O ser humano parece possuir fantasias agressivas e de retaliação desde seus primeiros dias de vida, na relação mãe-bebê, na relação eu-outro, na relação eu-sociedade... Essas primeiras fantasias permeiam a vida do indivíduo em todas as suas etapas, consciente e inconscientemente. No início da vida, nós não temos problemas conscientes pessoais. Com a maior aquisição da consciência, com a dúvida, com o medo do desconhecido, começam nossos problemas, pois, quanto mais nos tornamos conscientes, mais nos afastamos da nossa natureza, dos nossos instintos e do nosso inconsciente.

No nosso amadurecer, há a necessidade de entrarmos em contato com nossos conflitos interiores, em saber integrar elementos da nossa sombra na nossa consciência, que, geralmente, é uma parte difícil, que nos faz sofrer. E, nesse momento, as pessoas tendem a fazer de conta que os conflitos não existem, negando-os, reprimindo-os.

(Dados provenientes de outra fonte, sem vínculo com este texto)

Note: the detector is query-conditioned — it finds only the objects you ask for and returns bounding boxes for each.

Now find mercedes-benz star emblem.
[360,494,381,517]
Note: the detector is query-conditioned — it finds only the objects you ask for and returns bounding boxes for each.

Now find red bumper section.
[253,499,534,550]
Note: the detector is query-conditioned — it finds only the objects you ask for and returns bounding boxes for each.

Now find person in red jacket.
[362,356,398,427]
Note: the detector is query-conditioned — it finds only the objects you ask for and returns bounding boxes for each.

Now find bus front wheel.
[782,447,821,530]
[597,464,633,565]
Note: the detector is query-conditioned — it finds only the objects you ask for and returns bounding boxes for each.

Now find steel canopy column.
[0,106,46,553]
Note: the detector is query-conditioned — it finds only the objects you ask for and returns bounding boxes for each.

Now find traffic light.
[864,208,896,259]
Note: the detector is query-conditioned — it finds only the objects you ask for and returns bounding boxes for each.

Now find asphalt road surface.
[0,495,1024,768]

Com isso, eles retornam para o inconsciente, porém não desaparecem.

Esses conteúdos pertencentes à sombra emergem em um determinado momento, carregados de energia psíquica. Quando irrompem na nossa personalidade, é como se apossassem dela, pois neles sempre há uma relação com os complexos e as imagens arquetípicas por eles constelados. E, nesse momento, eles podem aparecer como sintomas com manifestação predominantemente psíquicas, ou predominantemente físicas.

Elizabeth Sartori - Psicanalista


REFERÊNCIAS:
Moreno, Maria Teresa Nappi e Araújo, Ceres Alves [2005]. Emoções de raiva associadas à gastrite e esofagite.
Alexander, F. (1989). Medicina psicossomática: princípios e aplicações. In. Porto Alegre: Artes Médicas. (Original de 1950).
Byington, C. A. B. (2003). A construção amorosa do saber. São Paulo: W11.
Darwin, C. (2000). A expressão das emoções no homem e nos animais. São Paulo: Companhia das Letras. (Original de 1872).
Jung, C. G. (1982). Estudos sobre psicologia analítica. (Original de 1942). In C. G. Jung (Ed.),
Obras Completas de C.G. Jung. (Vol. 7). Petrópolis.
Jung, C. G. (1984). A dinâmica do inconsciente (1928). In C. G. Jung (Ed.), Obras Completas de C.G. Jung.
(Vol. 8). Petrópolis: Vozes.
Presa, L. A. P. (2002). Mensuração de raiva em motoristas: STAXI. São Paulo: Vetor.
Martin, S. A. (s.d.). A raiva como transformação interior. São Paulo: CID.
Ramos, D. G. (1994). A psique do corpo: uma compreensão simbólica da doença. São Paulo: Summus
Spielberger, C. D. (1992). Manual de Inventário de Expressão e Raiva como Estado e Traço (STAXI).
São Paulo: Vetor.

Viscott, D. S. (1982). A linguagem dos sentimentos. São Paulo: Summus.